There are so many interesting responses here. I find I relate to parts of each post.
Cooking is my creative outlet and when time allows, there is nothing more pleasurable to me than devising and cooking a lovely meal. It is then that I am feeding my soul and nurturing others.
At other times I cook to get the job done. When pressure, time constraints and other people's will are involved I won't be so delighted to be working my *** off but I have adapted to also getting pleasure from doing my job well in situations that are difficult.
That's where I think the part about doing it for yourself 'first' can come in: against all odds, swamped with orders, there is a little seed in you that makes you do things beautifully, even if you could get away with a lot less.
Maybe it's just ego or pride... but a lot of diners rely on that little seed to get a good meal.


----------



## chef1x (Dec 4, 2002)

Yes Yes Yessss, the "little seed'"

that's what I'm talkin' about

Thanks for saying that.
1X


----------



## kuan (Jun 11, 2001)

I can't think of any other reason. Others may benefit greatly from what I do, but ultimately I don't do it for anyone else. I do plenty of other things for people other than myself. What can I say?!?

Kuan


----------



## chef1x (Dec 4, 2002)

Why, you souless cooking machine bast**d, no wonder you moved to Minnesota


----------



## kuan (Jun 11, 2001)

Lutefisk baby... lutefisk!!   That and the lovely weather!

Kuan


----------



## greg (Dec 8, 1999)

Lutefisk? Make that soul-less and depraved.


----------



## cape chef (Jul 31, 2000)

Do they serve a lot of Norwiegen food in lukefisk?!?!


----------



## chef1x (Dec 4, 2002)

What the heck?

Man, you are waaayyyy out there.

I've heard there's even books about it.

Ya, I guess if I had to deal with lutefisk I'd be cooking ONLY for MYSELF as well.....


----------



## ironchefatl (Dec 1, 2002)

I would like to clarify that I never said I only do it for myself. This was really nice to read though. It shows what good people you all must be, and folks that really aspire to be great at what they do. All these posts, as I would believe you would agree, I can relate too. All your posts saved me alot of time. I could have written all that myself. What's funny is that we were very busy tonight, which doesn't happen often. When the servers would tell Rigo, the other cook, and mself good job. I replied we do it for you. That's wierd. I do do it for everyone around me including diners, but absolutely have to feel I've done my best, or else I would need another apartment so I wouldn'thave to live with myself.


----------



## kuan (Jun 11, 2001)

There's a whole culture surrounding lutefisk here. There's lutefisk get togethers, lutefisk festivals, lutefisk demos at supermarkets, lutefisk sculpture, you name it! It's a social thing, but you know, ask anyone who loves lutefisk and they'll tell you they only eat it once a year!

Kuan


----------



## chef1x (Dec 4, 2002)

Uh, hnhhh,

Yeah, sure Kuan, a "CULTURE." 

More like cult, I should think.

I suppose the lute tell you to cook for yourself.....

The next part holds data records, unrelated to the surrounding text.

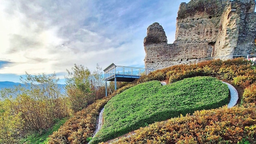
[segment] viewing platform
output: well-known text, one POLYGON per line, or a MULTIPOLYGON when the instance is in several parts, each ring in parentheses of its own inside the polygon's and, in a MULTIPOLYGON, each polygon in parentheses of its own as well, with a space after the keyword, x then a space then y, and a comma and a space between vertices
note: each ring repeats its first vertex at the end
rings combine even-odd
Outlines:
POLYGON ((117 81, 132 82, 143 74, 148 75, 153 70, 145 68, 116 66, 112 63, 103 70, 106 82, 106 95, 107 81, 115 82, 115 89, 117 89, 117 81))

People, this is what happens when you move to those more "remote" areas   

Lutefish is Cod????

Wackos.....


----------



## greg (Dec 8, 1999)

_Was_ cod would be the proper tense to use. It's cod cured in lye.


----------



## kuan (Jun 11, 2001)

You "bring it back" by boiling the piss out of it!

Kuan


----------



## shroomgirl (Aug 11, 2000)

So that's the secret ingrediant to the sauce.....and I thought Cajuns ate interesting food way out on the Bayou.


----------



## panini (Jul 28, 2001)

Hello, The Italians have one extra sense, it's used to detect dried cod. I'm thinking my first solid food meal had it in it somewhere.


----------



## chef1x (Dec 4, 2002)

I know this is not a widely used culinary term, but: * EWWWWW!!*

Oh, BTW Kuan, I just spoke to my cousin today who just HAPPENS to live in MI and whose husband is from there:

NEVER EVER heard of "lutefisk." And he is Dutch.

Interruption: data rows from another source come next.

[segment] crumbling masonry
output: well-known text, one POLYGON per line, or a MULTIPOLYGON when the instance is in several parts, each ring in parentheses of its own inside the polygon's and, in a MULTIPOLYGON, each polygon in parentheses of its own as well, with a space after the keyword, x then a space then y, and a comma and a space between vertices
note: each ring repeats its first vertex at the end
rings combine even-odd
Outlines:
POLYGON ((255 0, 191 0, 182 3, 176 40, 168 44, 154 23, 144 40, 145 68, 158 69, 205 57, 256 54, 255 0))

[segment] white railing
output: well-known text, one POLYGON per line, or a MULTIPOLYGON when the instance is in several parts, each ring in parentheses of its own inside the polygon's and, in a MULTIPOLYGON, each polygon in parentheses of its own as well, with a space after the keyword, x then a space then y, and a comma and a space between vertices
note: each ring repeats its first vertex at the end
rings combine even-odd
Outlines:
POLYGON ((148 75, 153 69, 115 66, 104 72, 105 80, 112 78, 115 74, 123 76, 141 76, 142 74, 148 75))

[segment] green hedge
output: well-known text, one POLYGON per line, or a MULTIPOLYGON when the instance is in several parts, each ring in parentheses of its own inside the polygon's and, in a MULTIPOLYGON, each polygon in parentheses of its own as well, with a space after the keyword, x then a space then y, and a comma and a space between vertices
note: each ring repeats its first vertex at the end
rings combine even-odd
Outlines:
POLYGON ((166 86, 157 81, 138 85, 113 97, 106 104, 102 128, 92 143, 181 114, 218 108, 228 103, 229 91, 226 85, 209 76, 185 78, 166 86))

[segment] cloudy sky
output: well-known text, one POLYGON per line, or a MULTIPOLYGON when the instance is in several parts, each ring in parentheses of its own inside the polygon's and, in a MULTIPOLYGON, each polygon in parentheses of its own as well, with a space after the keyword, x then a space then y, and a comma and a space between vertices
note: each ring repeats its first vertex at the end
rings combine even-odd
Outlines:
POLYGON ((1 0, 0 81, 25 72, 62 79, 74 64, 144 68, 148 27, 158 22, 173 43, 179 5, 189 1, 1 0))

So I can only can conclude that this is indeed just a sick fantasy/cult thing that some people are into.......


----------



## kuan (Jun 11, 2001)

Ahem.. That would be Minnesota, MN! It's not a dutch thing, it's a Scandinavian thing. 

Kuan


----------



## chef1x (Dec 4, 2002)

Awww, it's all the same, michigan, wisconsin, minnesota, dutchland, finland, sweden... 
Thanks for setting me straight....


----------



## chef1x (Dec 4, 2002)

Thought you guys might want to see this regarding your lutefisk fantasies.....I still don't beleive it.

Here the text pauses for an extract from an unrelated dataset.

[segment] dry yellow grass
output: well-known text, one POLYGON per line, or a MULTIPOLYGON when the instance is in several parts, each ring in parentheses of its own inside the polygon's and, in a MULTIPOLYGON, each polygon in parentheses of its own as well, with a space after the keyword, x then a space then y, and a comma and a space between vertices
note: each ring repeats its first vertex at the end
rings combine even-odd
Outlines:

http://www.nytimes.com/2002/12/25/na...partner=excite


----------



## phoebe (Jul 3, 2002)

Thanks for the informative link, chef1x.

Sounds mighty tasty to me . . . NOT! 

Forget about insects and innards; now lutefisk would be a true challenge. Where is Tony Bourdain when you need him? :smoking:


----------



## kuan (Jun 11, 2001)

OK I read that link 1x.  Don't feel bad, sometimes I don't make it back to the threads. Everyone should try lutefisk, if only to remind themselves how lucky they are!

Kuan


----------



## chef1x (Dec 4, 2002)

sniffle, o.k., thanks kuan.

And just for saying that I'm gonna say this: I do it for myself


----------



## shroomgirl (Aug 11, 2000)

why else would anyone eat lutefisk? A dare?


----------



## kuan (Jun 11, 2001)

As punishment.

Kuan


----------